16/05/2026
Nel 2021, in occasione della presentazione di questo libro, avevo proposto una lettura del caso di Angelo Vinci come sospeso tra il patologico e il normativo: un equilibrio fragile, in cui il principio di realtà sembrava preservato nelle dimensioni relazionali e familiari, mentre il vissuto delirante invadeva progressivamente lo spazio mentale ed esistenziale.
A distanza di alcuni anni, sento l’esigenza di tornare su quella lettura.
L’esperienza clinica mi ha insegnato che ciò che inizialmente appare come “eccezione”, il nucleo delirante, il lato persecutorio, spesso non è un elemento isolato, ma un prodotto coerente del sistema di relazioni in cui la persona è immersa.
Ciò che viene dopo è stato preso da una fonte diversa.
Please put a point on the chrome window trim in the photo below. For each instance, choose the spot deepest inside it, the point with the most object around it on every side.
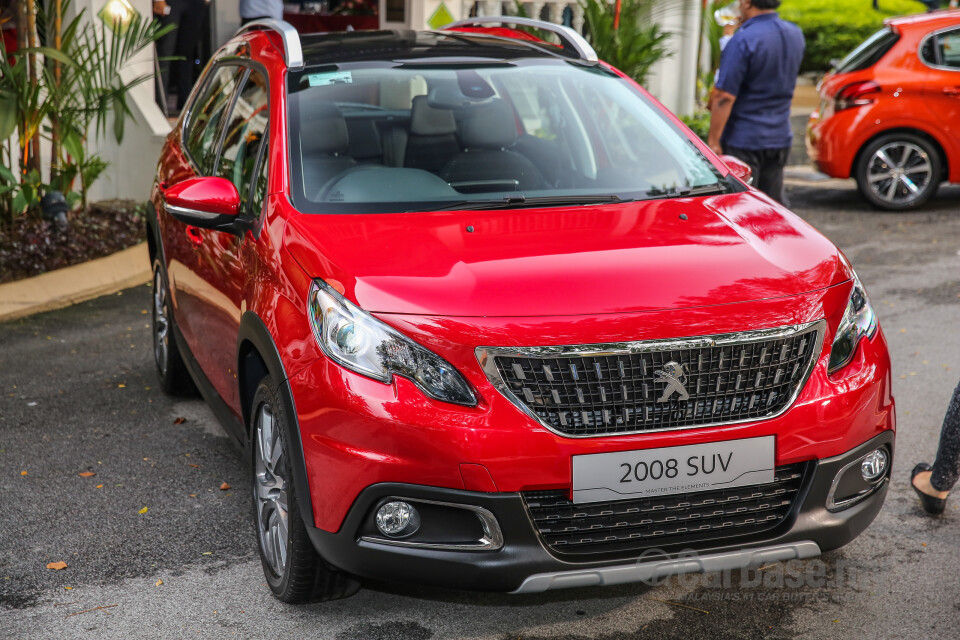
(569, 39)
(492, 538)
(292, 50)
(486, 356)
(923, 42)
(863, 495)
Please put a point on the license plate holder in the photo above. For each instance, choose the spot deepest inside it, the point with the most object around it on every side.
(648, 473)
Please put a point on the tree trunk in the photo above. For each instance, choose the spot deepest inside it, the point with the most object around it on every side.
(30, 9)
(55, 145)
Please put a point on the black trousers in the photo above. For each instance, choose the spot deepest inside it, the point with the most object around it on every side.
(767, 166)
(947, 466)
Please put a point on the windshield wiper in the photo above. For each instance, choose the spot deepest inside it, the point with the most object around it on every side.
(687, 192)
(519, 201)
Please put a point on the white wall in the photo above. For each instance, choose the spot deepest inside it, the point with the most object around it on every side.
(133, 161)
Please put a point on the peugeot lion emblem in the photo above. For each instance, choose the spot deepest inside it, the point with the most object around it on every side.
(675, 377)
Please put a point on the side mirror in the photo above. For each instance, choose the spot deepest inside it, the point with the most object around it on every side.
(738, 168)
(208, 203)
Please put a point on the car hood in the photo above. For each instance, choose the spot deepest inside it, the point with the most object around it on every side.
(661, 254)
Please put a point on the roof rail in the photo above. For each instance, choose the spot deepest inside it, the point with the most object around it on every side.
(569, 39)
(292, 51)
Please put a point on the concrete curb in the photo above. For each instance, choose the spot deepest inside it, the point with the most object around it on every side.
(64, 287)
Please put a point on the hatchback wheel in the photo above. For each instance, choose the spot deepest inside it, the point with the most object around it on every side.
(294, 571)
(898, 171)
(173, 374)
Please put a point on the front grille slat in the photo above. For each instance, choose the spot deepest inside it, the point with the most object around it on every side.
(663, 520)
(593, 395)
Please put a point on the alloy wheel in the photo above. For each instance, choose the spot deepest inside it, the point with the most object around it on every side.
(161, 325)
(899, 173)
(270, 487)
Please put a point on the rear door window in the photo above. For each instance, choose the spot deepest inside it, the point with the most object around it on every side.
(869, 52)
(207, 114)
(943, 49)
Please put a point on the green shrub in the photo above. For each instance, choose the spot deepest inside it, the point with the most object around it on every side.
(833, 28)
(635, 46)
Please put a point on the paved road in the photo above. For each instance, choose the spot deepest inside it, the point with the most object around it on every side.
(154, 540)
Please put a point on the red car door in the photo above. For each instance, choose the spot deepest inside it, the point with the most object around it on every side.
(941, 52)
(225, 261)
(187, 248)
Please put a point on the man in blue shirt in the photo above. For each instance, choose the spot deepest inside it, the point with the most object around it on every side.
(750, 108)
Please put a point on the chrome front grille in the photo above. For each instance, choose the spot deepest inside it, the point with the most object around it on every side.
(596, 390)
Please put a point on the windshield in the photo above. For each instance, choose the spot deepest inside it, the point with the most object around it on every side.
(389, 137)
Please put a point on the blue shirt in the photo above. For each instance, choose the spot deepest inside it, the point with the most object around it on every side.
(759, 66)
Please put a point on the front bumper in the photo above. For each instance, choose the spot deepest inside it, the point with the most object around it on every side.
(523, 563)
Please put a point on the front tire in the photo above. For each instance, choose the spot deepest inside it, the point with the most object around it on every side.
(898, 171)
(294, 571)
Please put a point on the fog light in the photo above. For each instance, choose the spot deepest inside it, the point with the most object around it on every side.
(874, 465)
(396, 519)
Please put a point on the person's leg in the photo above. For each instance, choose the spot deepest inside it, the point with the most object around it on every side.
(749, 156)
(946, 469)
(943, 476)
(770, 180)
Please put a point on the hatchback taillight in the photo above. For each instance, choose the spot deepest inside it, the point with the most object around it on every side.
(856, 95)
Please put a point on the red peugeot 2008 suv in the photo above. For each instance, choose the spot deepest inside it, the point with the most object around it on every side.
(484, 314)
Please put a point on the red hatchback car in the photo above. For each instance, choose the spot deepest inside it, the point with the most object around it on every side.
(483, 314)
(889, 114)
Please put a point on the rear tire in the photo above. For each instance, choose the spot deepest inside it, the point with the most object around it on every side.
(898, 171)
(294, 571)
(171, 370)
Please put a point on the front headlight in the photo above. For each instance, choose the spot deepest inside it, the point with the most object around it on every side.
(858, 321)
(361, 343)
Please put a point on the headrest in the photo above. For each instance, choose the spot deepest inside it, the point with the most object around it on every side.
(490, 126)
(322, 130)
(427, 121)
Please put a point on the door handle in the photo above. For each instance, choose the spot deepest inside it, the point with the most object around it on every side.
(194, 234)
Non qualcosa che irrompe, ma qualcosa che si costruisce, si mantiene e si organizza nel tempo, dentro specifiche dinamiche interpersonali.
Rileggendo oggi quel caso in chiave sistemico-relazionale, mi colpisce meno il confine tra normalità e patologia, e di più il modo in cui i significati si distribuiscono nelle relazioni: il senso di vuoto, di abbandono, di perdita non sono soltanto stati interni, ma linguaggi che prendono forma nel contesto, nelle risposte dell’altro, nelle posizioni che ciascuno occupa.
Forse, più che chiederci “quanto è patologico Angelo”, diventa clinicamente più utile domandarci: quale funzione svolge il suo modo di stare nel mondo dentro il sistema relazionale di cui fa parte?
È una domanda che oggi orienta molto di più il mio lavoro.
E che mi porta a dire che alcune letture vanno riprese, nel tempo, perché siamo noi con la nostra esperienza a cambiarne il significato.